In 1972, Nixon was on his way up and the Vietnam War was raging. Wilbur was one of the Redskins players to support George McGovern and his anti-war platform. He became good friends with both McGovern and a young reporter, Hunter S. Thompson, who would later write Fear and Loathing on the Campaign Trail '72. He is referenced in Thompson’s book, The Curse of Lono. He also was named the treasurer for the NFLPA.

===The Hawaiians (WFL)===
In 1974, just before the NFLPA lockout concerning binding arbitration for salary disputes, Wilbur left the NFL to play for the Hawaiians of the World Football League. The next year, he was a player/coach on the offensive line.

===Philadelphia Eagles===
On May 17, 1976, he signed as a free agent with the Philadelphia Eagles. He retired before the start of the season on September 6.

==Personal life==
Wilbur earned a master's degree in business administration from the University of California, Los Angeles while playing for the Dallas Cowboys.
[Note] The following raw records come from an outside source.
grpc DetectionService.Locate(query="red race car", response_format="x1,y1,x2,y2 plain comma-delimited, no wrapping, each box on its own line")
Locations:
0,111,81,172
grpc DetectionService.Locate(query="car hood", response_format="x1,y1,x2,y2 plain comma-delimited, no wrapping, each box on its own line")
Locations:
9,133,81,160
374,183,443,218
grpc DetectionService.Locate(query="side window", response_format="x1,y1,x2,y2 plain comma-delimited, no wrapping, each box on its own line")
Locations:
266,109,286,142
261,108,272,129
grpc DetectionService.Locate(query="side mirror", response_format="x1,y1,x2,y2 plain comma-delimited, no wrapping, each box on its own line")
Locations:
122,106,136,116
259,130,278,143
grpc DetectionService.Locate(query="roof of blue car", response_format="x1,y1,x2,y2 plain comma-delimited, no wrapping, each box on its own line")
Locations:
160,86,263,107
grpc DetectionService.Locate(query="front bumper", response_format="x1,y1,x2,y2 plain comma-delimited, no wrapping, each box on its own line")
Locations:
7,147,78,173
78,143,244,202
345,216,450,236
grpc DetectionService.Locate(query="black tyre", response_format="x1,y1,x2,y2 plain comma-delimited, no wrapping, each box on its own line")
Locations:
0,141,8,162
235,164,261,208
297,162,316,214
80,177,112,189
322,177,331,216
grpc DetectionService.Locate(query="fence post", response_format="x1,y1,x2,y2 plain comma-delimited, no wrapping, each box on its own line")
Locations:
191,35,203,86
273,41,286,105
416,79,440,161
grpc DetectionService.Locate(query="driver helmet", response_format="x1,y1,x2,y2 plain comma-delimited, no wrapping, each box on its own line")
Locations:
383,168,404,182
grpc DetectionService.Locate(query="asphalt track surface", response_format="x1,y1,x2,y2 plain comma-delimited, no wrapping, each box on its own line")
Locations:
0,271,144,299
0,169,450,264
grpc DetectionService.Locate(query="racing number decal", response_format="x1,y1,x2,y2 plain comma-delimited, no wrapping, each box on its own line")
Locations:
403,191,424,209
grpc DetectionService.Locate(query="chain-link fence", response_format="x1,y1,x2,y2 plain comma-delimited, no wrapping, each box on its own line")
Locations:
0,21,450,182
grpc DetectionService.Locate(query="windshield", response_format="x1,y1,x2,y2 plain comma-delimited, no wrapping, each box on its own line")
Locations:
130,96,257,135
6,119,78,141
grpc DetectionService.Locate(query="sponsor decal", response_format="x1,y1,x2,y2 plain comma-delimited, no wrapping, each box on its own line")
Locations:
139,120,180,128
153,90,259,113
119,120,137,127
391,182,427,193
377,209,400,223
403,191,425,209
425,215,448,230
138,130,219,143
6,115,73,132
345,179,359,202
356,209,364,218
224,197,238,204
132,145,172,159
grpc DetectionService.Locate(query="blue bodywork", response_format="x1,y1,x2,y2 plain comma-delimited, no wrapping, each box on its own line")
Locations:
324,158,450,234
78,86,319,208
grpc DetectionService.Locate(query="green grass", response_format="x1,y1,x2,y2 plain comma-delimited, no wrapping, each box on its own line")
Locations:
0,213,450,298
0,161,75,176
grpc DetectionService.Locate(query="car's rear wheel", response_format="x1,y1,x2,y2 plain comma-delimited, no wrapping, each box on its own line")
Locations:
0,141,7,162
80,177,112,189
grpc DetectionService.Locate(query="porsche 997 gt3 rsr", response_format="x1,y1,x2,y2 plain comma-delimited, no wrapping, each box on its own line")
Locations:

Through his time at Stanford, Wilbur developed a keen appreciation for rugby football. As his years in the NFL wound down Wilbur played with the Hawaii Harlequins Rugby Football Club, and continued to enjoy the social aspects of the game long after hanging up his boots. Wilbur was a regular at the Aspen Ruggerfest.

Wilbur died on December 9, 2013. Postmortem research showed Wilbur had chronic traumatic encephalopathy. He is one of at least 345 NFL players to be diagnosed after death with this disease, which is caused by repeated hits to the head.

Wilbur had three children: Nathan, Dione, and Lindsey, and four grandchildren.